Arrivé il y a à peine 2 mois au poste de PDG de RIMThorsten Heins se trouve confronté à une crise grave du groupe canadien en grande partie due à l’effondrement des ventes de Blackberry. Des ventes en chute de 25% au quatrième trimestre, plongeant les comptes de RIM dans le rouge, ce qui pose désormais la question de l’orientation stratégique du groupe : un tournant majeur sur le marché des smartphones.

Thorsten Heins a fait ses premières armes chez Siemens, en tant que Directeur de la R&D, avant de rejoindre RIM en 2007. Tout d’abord en tant que Responsable du développement des produits RIM, puis en évoluant vers des postes au sein du département marketing. Il a donc suivi toute l’évolution du Blackberry, de ses années glorieuses à sa descente vertigineuse. Nommé en janvier dernier PDG de RIM, il remplace les fondateurs Jim Balsillie et Mike Lazaridis avec pour mission de relancer l’entreprise en perte de vitesse.
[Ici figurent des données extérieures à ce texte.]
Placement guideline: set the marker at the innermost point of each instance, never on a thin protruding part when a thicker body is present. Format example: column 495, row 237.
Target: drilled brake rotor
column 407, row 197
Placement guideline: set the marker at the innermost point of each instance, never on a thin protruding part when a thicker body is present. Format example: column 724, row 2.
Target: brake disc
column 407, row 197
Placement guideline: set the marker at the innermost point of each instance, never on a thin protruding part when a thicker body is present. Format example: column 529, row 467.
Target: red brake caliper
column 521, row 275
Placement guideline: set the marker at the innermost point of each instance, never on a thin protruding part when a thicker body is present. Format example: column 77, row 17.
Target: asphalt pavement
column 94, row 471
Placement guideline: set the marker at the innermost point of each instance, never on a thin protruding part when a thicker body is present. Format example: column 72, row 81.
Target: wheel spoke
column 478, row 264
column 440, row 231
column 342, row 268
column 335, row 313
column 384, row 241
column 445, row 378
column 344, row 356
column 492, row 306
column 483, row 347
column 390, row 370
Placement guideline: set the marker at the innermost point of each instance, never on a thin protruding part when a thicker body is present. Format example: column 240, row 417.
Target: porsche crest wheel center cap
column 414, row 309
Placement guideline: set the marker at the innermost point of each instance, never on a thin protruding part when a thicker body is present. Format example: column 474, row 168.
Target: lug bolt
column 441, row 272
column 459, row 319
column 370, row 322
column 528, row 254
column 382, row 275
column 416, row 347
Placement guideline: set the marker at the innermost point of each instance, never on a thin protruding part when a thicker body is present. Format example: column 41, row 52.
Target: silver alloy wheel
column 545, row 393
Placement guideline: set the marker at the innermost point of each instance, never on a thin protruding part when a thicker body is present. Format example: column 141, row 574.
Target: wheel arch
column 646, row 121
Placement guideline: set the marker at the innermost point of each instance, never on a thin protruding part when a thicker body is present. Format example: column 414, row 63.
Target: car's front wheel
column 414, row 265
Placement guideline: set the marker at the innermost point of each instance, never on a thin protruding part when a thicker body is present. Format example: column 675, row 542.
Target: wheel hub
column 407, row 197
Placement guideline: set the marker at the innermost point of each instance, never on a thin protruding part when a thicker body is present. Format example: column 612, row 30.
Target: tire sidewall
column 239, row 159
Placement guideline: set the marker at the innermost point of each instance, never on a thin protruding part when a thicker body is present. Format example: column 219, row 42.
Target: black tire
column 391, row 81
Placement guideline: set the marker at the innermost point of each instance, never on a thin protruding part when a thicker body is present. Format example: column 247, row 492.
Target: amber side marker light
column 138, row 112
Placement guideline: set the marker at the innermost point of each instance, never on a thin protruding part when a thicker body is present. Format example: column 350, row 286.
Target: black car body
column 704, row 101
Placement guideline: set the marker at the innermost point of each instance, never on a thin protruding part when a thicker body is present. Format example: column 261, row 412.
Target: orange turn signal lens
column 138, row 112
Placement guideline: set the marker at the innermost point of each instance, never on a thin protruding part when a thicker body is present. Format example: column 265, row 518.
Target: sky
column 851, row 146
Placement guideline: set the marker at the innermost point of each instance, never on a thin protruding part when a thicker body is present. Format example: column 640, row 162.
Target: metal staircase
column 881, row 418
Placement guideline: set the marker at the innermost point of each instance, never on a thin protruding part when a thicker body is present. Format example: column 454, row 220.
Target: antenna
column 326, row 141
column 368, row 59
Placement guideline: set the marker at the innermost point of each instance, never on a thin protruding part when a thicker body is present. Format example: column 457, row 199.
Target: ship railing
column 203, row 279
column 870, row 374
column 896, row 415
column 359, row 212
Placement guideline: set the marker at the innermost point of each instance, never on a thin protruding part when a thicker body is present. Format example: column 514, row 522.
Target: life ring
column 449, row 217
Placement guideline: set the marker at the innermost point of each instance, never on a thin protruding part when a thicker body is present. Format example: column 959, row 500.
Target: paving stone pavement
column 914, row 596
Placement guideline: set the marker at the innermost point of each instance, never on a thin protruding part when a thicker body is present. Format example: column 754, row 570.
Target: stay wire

La crise du blackberry trouve une partie de son explication dans le succès de ses concurrents directs: Apple et son Iphone, et Google avec son système Android. En effet, Apple pèse aujourd’hui près de 24% du marché mondial des smartphones, tandis que les parts de marché de RIM sont passées de 15% à 9% en un an. Ajoutez à cela le dynamisme de Google et des géants tels que Samsung pour sortir des appareils toujours plus performants et ludiques, et vous avez les raisons de la chute de RIM. Et au-delà des smartphones, la firme canadienne a aussi dû enregistrer un cuisant échec avec sa Playbook, sa tablette qui devait venir concurrencer les Ipad et autres Galaxy Tab de Samsung : il n’en fut rien, dans une période où même le monde de l’entreprise, pourtant fervent défenseur du Blackberry, ferme petit à petit ses portes aux smartphones dits « professionnels ». RIM paye donc ses mauvaises orientations marketing, en ayant choisi de se positionner comme la référence des smartphones pour l’entreprise, en jouant à fond la carte de la sécurité, en préservant très longtemps ses claviers physiques là où la majorité des concurrents avaient adopté le tactile…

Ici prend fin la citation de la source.